For Thanksgiving, somewhat disparate items. They represent the ways I feel torn about this holiday.
First, Charles Mann's 2015 article from Smithsonian magazine on the native peoples of coastal North America in 1620. It includes reference to what most of us were taught, and a lot more on what we weren't.
The truth of what set up the Wampanoag to work with the Pilgrims is not so much guns and steel as germs, he writes:
Based on accounts of the symptoms, the epidemic was probably of viral hepatitis, likely spread by contaminated food, according to a study by Arthur E. Spiess, of the Maine Historic Preservation Commission, and Bruce D. Spiess, of the Medical College of Virginia. The Indians “died in heapes as they lay in their houses,” the merchant Thomas Morton observed. In their panic, the recently infected fled from the dying, unknowingly carrying the disease with them to neighboring communities.
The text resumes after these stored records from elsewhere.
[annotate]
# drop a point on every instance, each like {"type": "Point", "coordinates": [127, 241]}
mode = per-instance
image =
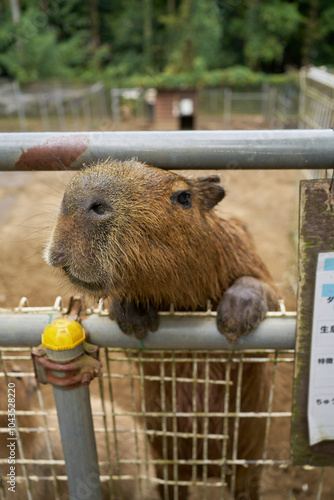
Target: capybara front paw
{"type": "Point", "coordinates": [240, 311]}
{"type": "Point", "coordinates": [133, 318]}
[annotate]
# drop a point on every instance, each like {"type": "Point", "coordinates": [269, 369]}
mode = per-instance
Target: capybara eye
{"type": "Point", "coordinates": [99, 208]}
{"type": "Point", "coordinates": [182, 198]}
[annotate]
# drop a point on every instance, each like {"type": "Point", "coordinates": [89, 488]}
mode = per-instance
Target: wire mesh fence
{"type": "Point", "coordinates": [214, 424]}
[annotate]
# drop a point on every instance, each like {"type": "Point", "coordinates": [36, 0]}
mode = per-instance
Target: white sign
{"type": "Point", "coordinates": [321, 383]}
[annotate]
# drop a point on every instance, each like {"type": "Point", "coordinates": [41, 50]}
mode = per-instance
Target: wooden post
{"type": "Point", "coordinates": [316, 234]}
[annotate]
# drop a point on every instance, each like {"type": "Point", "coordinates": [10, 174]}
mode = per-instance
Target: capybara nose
{"type": "Point", "coordinates": [56, 257]}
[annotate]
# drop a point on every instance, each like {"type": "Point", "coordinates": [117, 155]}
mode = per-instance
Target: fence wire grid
{"type": "Point", "coordinates": [143, 427]}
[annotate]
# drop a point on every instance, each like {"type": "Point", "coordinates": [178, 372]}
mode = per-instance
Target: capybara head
{"type": "Point", "coordinates": [132, 231]}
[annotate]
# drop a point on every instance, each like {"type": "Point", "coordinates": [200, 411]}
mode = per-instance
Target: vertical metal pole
{"type": "Point", "coordinates": [63, 343]}
{"type": "Point", "coordinates": [19, 106]}
{"type": "Point", "coordinates": [78, 440]}
{"type": "Point", "coordinates": [116, 115]}
{"type": "Point", "coordinates": [43, 107]}
{"type": "Point", "coordinates": [227, 106]}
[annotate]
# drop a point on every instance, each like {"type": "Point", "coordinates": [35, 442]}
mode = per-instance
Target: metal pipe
{"type": "Point", "coordinates": [240, 149]}
{"type": "Point", "coordinates": [63, 342]}
{"type": "Point", "coordinates": [177, 331]}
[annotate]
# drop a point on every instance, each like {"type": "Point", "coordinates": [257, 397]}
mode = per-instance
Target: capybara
{"type": "Point", "coordinates": [146, 238]}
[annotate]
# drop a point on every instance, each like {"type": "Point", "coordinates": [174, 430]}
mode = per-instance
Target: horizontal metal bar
{"type": "Point", "coordinates": [175, 332]}
{"type": "Point", "coordinates": [240, 149]}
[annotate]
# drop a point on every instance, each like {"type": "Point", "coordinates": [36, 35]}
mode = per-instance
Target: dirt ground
{"type": "Point", "coordinates": [266, 200]}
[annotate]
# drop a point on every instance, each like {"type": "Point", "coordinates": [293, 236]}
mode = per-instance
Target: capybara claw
{"type": "Point", "coordinates": [241, 309]}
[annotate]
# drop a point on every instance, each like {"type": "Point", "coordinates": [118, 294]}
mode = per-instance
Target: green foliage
{"type": "Point", "coordinates": [267, 32]}
{"type": "Point", "coordinates": [193, 35]}
{"type": "Point", "coordinates": [159, 43]}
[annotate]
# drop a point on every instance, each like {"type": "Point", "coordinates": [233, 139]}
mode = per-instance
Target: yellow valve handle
{"type": "Point", "coordinates": [63, 334]}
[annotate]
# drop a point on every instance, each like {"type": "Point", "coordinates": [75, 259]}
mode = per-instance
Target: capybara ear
{"type": "Point", "coordinates": [210, 191]}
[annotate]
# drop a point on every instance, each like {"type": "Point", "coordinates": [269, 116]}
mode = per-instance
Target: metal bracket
{"type": "Point", "coordinates": [79, 371]}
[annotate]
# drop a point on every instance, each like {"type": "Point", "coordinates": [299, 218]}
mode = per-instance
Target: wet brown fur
{"type": "Point", "coordinates": [151, 250]}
Behind them the dead were “left for crows, kites, and vermin to prey upon.” Beginning in 1616, the pestilence took at least three years to exhaust itself and killed up to 90 percent of the people in coastal New England.
And from Manisha Sinha, University of Connecticut historian and President of the Society for Historians of the Early American Republic,
Happy Thanksgiving! Lincoln made it a national holiday to mark the saving of the republic from the Slave Power. Today the republic is in danger from the Trump regime. Let us continue to fight for the composite nation.